Emptied


We all have those days where we feel empty. I think it is safe to say that nearly everything that we use on this earth can become empty at some point. Even a plentiful source of something like water can run dry when you need it the most. When we are empty of something, there is naturally a little void that takes it's place.  Voids of emptiness tend to be viewed as a negative thing; it is something that is representing that something is missing. When a child wanders off to the toy aisle in a department store while her mother is not looking, the panicked void of that mother is intense when she realizes that her child is missing. Sometimes I think that is the feeling that God would like us to feel when we are empty of Him. We should feel that something is missing and that missing that something is certainly uncomfortable and at times, painful.

In my new life as a full time, live in "granny nanny" I am learning the concept of "empty" in a very new and profound way. As Christians, one of the prayers of our lives should be that Christ will "empty me of me, and fill me with more of you". Because of our humanity and the sin that results from this, we will never truly be able to be completely filled with Christ. God is the author of perfect design, and I truly believe that He designed it this way for a purpose. If we were always filled with Christ, why would we ever need to search, to hunger and to thirst to find Him and to fill that void? 

Upon this new chapter of my life, I am feeling an emptiness of self that has been quite eye opening. Everything from my sleep, to when I eat and communicate with others is all directly affected by my little protege's needs. Her needs will always come before my own, because not only is that my job, but that is love. For a long time my prayer has been that God would consistently be able to help me view my job and work place as a ministry. When we have such a view, I believe that we see and respond to things in a way that enables us to know how to truly love and serve those we come in contact with. As I have written before, the only way to produce peace and serenity is by living our lives as if they are not our own.

Yesterday around 3:00, I looked in the mirror and was a little startled at what I saw. No make up, bags under my eyes, sweat pants, zip up sweat shirt, t-shirt and a messy pony tail containing hair that is severely in need of a trim and color job.  And yet, despite my disheveled appearance, I was at peace and at rest in my heart, because I knew with everything in me that being here and taking care of my little southern stinker is exactly where God wants me to be. Being emptied of myself so that He can fill me with more of Him and enable me to do His work, is the greatest blessing we can receive as Christians, aside from His gift of salvation.

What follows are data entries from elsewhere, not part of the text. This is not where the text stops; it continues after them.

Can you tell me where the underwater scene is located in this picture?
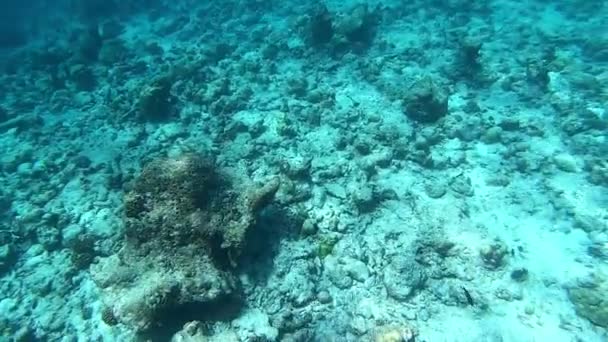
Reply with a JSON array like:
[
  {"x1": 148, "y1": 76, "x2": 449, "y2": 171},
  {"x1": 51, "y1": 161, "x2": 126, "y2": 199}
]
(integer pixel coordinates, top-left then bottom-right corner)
[{"x1": 0, "y1": 0, "x2": 608, "y2": 342}]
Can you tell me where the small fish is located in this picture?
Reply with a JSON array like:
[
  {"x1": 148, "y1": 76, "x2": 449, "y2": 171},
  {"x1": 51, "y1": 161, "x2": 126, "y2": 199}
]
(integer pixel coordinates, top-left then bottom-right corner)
[{"x1": 462, "y1": 286, "x2": 475, "y2": 306}]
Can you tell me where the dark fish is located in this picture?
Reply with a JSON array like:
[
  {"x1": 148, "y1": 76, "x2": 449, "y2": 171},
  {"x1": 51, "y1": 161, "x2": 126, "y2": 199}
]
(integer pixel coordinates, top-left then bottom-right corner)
[{"x1": 462, "y1": 286, "x2": 475, "y2": 306}]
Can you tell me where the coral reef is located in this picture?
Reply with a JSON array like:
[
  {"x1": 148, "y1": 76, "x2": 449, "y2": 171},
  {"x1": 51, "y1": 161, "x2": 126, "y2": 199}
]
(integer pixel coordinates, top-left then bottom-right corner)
[
  {"x1": 92, "y1": 155, "x2": 279, "y2": 332},
  {"x1": 568, "y1": 274, "x2": 608, "y2": 328},
  {"x1": 403, "y1": 78, "x2": 448, "y2": 123}
]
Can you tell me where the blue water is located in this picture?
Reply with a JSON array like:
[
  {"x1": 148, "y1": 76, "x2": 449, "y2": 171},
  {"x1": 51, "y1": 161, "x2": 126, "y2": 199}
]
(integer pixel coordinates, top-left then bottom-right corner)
[{"x1": 0, "y1": 0, "x2": 608, "y2": 342}]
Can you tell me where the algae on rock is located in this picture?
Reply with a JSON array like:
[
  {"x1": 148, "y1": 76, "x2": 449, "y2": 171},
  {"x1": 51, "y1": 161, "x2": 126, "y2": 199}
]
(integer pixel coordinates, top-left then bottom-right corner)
[{"x1": 92, "y1": 155, "x2": 279, "y2": 333}]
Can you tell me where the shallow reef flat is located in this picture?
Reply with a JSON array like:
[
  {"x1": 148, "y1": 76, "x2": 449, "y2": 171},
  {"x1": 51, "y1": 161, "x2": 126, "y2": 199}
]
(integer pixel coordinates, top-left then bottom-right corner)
[{"x1": 0, "y1": 0, "x2": 608, "y2": 342}]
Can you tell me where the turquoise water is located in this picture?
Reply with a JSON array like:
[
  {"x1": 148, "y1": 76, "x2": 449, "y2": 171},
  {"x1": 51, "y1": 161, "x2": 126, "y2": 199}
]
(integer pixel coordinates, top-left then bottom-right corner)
[{"x1": 0, "y1": 0, "x2": 608, "y2": 342}]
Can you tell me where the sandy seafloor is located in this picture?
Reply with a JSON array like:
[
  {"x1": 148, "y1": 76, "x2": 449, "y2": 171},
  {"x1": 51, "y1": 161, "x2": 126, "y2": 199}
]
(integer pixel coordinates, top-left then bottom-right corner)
[{"x1": 0, "y1": 0, "x2": 608, "y2": 342}]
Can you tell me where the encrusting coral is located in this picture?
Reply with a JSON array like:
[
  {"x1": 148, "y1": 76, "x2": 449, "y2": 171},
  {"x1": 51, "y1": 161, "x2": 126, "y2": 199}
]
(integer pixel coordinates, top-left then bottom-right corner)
[{"x1": 92, "y1": 155, "x2": 279, "y2": 332}]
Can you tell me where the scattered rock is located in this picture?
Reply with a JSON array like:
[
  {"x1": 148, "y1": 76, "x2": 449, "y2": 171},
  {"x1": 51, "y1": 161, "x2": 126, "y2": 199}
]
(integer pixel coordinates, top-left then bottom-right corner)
[{"x1": 403, "y1": 78, "x2": 448, "y2": 123}]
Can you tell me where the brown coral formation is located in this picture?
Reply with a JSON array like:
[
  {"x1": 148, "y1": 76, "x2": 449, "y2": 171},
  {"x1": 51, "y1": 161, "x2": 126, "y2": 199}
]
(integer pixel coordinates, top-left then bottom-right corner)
[{"x1": 92, "y1": 155, "x2": 279, "y2": 332}]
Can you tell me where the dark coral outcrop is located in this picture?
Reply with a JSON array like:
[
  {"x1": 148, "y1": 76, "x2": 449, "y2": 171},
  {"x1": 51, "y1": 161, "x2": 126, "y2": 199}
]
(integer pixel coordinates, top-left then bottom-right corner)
[{"x1": 92, "y1": 155, "x2": 279, "y2": 332}]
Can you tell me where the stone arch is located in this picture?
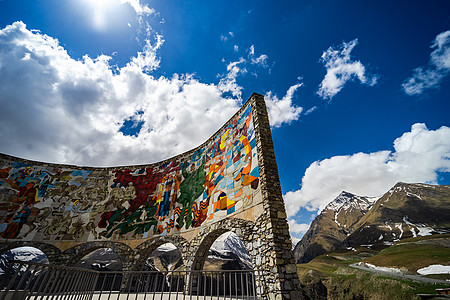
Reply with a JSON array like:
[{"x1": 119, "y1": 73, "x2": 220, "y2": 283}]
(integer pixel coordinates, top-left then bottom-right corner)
[
  {"x1": 131, "y1": 235, "x2": 189, "y2": 270},
  {"x1": 62, "y1": 241, "x2": 133, "y2": 270},
  {"x1": 185, "y1": 218, "x2": 254, "y2": 270},
  {"x1": 0, "y1": 241, "x2": 62, "y2": 265}
]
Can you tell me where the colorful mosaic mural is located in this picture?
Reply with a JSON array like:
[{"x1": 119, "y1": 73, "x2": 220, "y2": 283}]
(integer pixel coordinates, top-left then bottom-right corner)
[{"x1": 0, "y1": 105, "x2": 262, "y2": 240}]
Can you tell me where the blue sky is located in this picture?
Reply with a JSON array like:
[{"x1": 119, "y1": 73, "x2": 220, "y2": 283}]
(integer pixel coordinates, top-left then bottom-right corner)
[{"x1": 0, "y1": 0, "x2": 450, "y2": 237}]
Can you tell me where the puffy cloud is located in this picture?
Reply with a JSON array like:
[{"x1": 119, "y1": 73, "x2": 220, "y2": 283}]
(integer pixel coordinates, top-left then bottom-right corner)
[
  {"x1": 120, "y1": 0, "x2": 156, "y2": 15},
  {"x1": 402, "y1": 30, "x2": 450, "y2": 96},
  {"x1": 0, "y1": 22, "x2": 239, "y2": 166},
  {"x1": 317, "y1": 39, "x2": 377, "y2": 100},
  {"x1": 284, "y1": 123, "x2": 450, "y2": 217},
  {"x1": 218, "y1": 57, "x2": 247, "y2": 99},
  {"x1": 265, "y1": 83, "x2": 303, "y2": 127},
  {"x1": 288, "y1": 219, "x2": 310, "y2": 235},
  {"x1": 0, "y1": 22, "x2": 299, "y2": 166}
]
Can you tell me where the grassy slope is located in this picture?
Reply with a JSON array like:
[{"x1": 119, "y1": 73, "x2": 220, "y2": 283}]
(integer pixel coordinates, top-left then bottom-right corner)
[
  {"x1": 297, "y1": 235, "x2": 450, "y2": 300},
  {"x1": 364, "y1": 234, "x2": 450, "y2": 279}
]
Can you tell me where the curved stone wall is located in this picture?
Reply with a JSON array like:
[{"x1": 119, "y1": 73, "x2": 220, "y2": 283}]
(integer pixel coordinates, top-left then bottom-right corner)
[
  {"x1": 0, "y1": 94, "x2": 301, "y2": 299},
  {"x1": 0, "y1": 97, "x2": 262, "y2": 241}
]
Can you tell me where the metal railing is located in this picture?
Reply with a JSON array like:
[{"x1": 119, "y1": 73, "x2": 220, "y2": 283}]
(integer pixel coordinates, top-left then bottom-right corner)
[{"x1": 0, "y1": 261, "x2": 257, "y2": 300}]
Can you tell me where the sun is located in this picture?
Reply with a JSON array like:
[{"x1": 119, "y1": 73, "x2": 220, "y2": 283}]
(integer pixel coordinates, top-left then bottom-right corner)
[{"x1": 80, "y1": 0, "x2": 123, "y2": 31}]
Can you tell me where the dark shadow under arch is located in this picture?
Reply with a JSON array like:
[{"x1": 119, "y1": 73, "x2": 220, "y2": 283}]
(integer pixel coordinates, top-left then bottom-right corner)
[
  {"x1": 0, "y1": 241, "x2": 61, "y2": 265},
  {"x1": 132, "y1": 236, "x2": 188, "y2": 270},
  {"x1": 190, "y1": 218, "x2": 254, "y2": 270},
  {"x1": 63, "y1": 241, "x2": 133, "y2": 270}
]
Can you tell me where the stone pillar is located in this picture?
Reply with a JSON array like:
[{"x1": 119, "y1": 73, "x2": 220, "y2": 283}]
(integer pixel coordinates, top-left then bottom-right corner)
[{"x1": 250, "y1": 94, "x2": 302, "y2": 300}]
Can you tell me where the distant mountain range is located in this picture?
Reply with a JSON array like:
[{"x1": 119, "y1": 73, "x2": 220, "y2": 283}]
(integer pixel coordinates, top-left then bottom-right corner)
[{"x1": 294, "y1": 182, "x2": 450, "y2": 263}]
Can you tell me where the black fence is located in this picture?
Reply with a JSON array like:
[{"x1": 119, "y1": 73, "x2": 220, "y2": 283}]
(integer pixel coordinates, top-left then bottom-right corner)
[{"x1": 0, "y1": 261, "x2": 257, "y2": 300}]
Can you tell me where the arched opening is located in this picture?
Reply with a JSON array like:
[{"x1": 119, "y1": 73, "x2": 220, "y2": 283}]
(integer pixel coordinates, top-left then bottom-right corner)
[
  {"x1": 0, "y1": 246, "x2": 49, "y2": 289},
  {"x1": 190, "y1": 228, "x2": 255, "y2": 297},
  {"x1": 203, "y1": 231, "x2": 253, "y2": 271},
  {"x1": 143, "y1": 243, "x2": 184, "y2": 272},
  {"x1": 73, "y1": 248, "x2": 123, "y2": 291},
  {"x1": 73, "y1": 248, "x2": 122, "y2": 271},
  {"x1": 131, "y1": 240, "x2": 186, "y2": 293}
]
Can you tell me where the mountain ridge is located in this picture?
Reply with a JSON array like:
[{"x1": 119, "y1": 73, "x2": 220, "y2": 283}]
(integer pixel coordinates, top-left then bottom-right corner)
[{"x1": 294, "y1": 182, "x2": 450, "y2": 263}]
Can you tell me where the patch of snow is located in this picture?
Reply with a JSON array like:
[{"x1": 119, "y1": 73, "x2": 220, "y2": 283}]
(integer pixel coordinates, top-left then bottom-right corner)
[
  {"x1": 414, "y1": 183, "x2": 436, "y2": 189},
  {"x1": 406, "y1": 192, "x2": 423, "y2": 200},
  {"x1": 291, "y1": 235, "x2": 300, "y2": 249},
  {"x1": 403, "y1": 216, "x2": 434, "y2": 237},
  {"x1": 395, "y1": 223, "x2": 403, "y2": 239},
  {"x1": 417, "y1": 224, "x2": 433, "y2": 236},
  {"x1": 417, "y1": 265, "x2": 450, "y2": 275},
  {"x1": 334, "y1": 211, "x2": 341, "y2": 227},
  {"x1": 366, "y1": 264, "x2": 402, "y2": 274},
  {"x1": 158, "y1": 243, "x2": 177, "y2": 252}
]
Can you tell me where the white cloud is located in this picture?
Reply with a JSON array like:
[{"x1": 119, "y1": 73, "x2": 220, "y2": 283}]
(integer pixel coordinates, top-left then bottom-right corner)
[
  {"x1": 402, "y1": 30, "x2": 450, "y2": 96},
  {"x1": 288, "y1": 219, "x2": 310, "y2": 235},
  {"x1": 317, "y1": 39, "x2": 377, "y2": 100},
  {"x1": 120, "y1": 0, "x2": 156, "y2": 16},
  {"x1": 284, "y1": 123, "x2": 450, "y2": 217},
  {"x1": 218, "y1": 57, "x2": 247, "y2": 99},
  {"x1": 0, "y1": 22, "x2": 300, "y2": 166},
  {"x1": 265, "y1": 83, "x2": 303, "y2": 127},
  {"x1": 0, "y1": 22, "x2": 239, "y2": 166},
  {"x1": 247, "y1": 45, "x2": 269, "y2": 68},
  {"x1": 305, "y1": 106, "x2": 318, "y2": 116},
  {"x1": 128, "y1": 34, "x2": 164, "y2": 72}
]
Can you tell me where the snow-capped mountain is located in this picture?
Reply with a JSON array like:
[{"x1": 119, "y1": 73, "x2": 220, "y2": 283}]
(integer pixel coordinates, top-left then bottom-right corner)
[
  {"x1": 343, "y1": 182, "x2": 450, "y2": 248},
  {"x1": 294, "y1": 191, "x2": 379, "y2": 263},
  {"x1": 294, "y1": 182, "x2": 450, "y2": 263}
]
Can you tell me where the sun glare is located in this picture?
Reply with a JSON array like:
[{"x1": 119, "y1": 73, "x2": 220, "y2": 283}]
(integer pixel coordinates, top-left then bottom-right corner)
[{"x1": 82, "y1": 0, "x2": 123, "y2": 31}]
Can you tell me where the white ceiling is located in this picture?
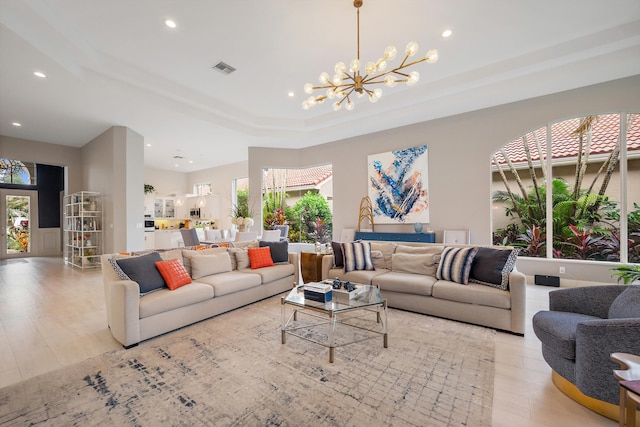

To ask Christ to empty us of us, is to admit and believe and know that there is nothing good in us that should remain there, especially if given the option to be filled with something Holy and perfect. It is being put in situation after situation of being tired, weary and tested to your limits so that who is within me can enable me to experience such a peace and fulfillment. Such a revelation and understanding has led me to an even deeper desire to be a mother, for surely it has to be a similar life. I am finding that this world that I now live in pales in comparison to climbing the corporate ladder and punching a time clock. It is a kind of "hard" that I have never experienced before, but it is the most rewarding and satisfying career that I have had thus far. May I be so blessed as to someday experience such an honorable life role.

In your emptiness, may you seek resolution by asking Christ to fill the void that He himself placed in your heart.  In your search to fill the many voids that enters your world, may it not take you long to come to the unending flow and source of Jesus Christ. And once He fills those voids, may you see it as not a void filled, but as self killed.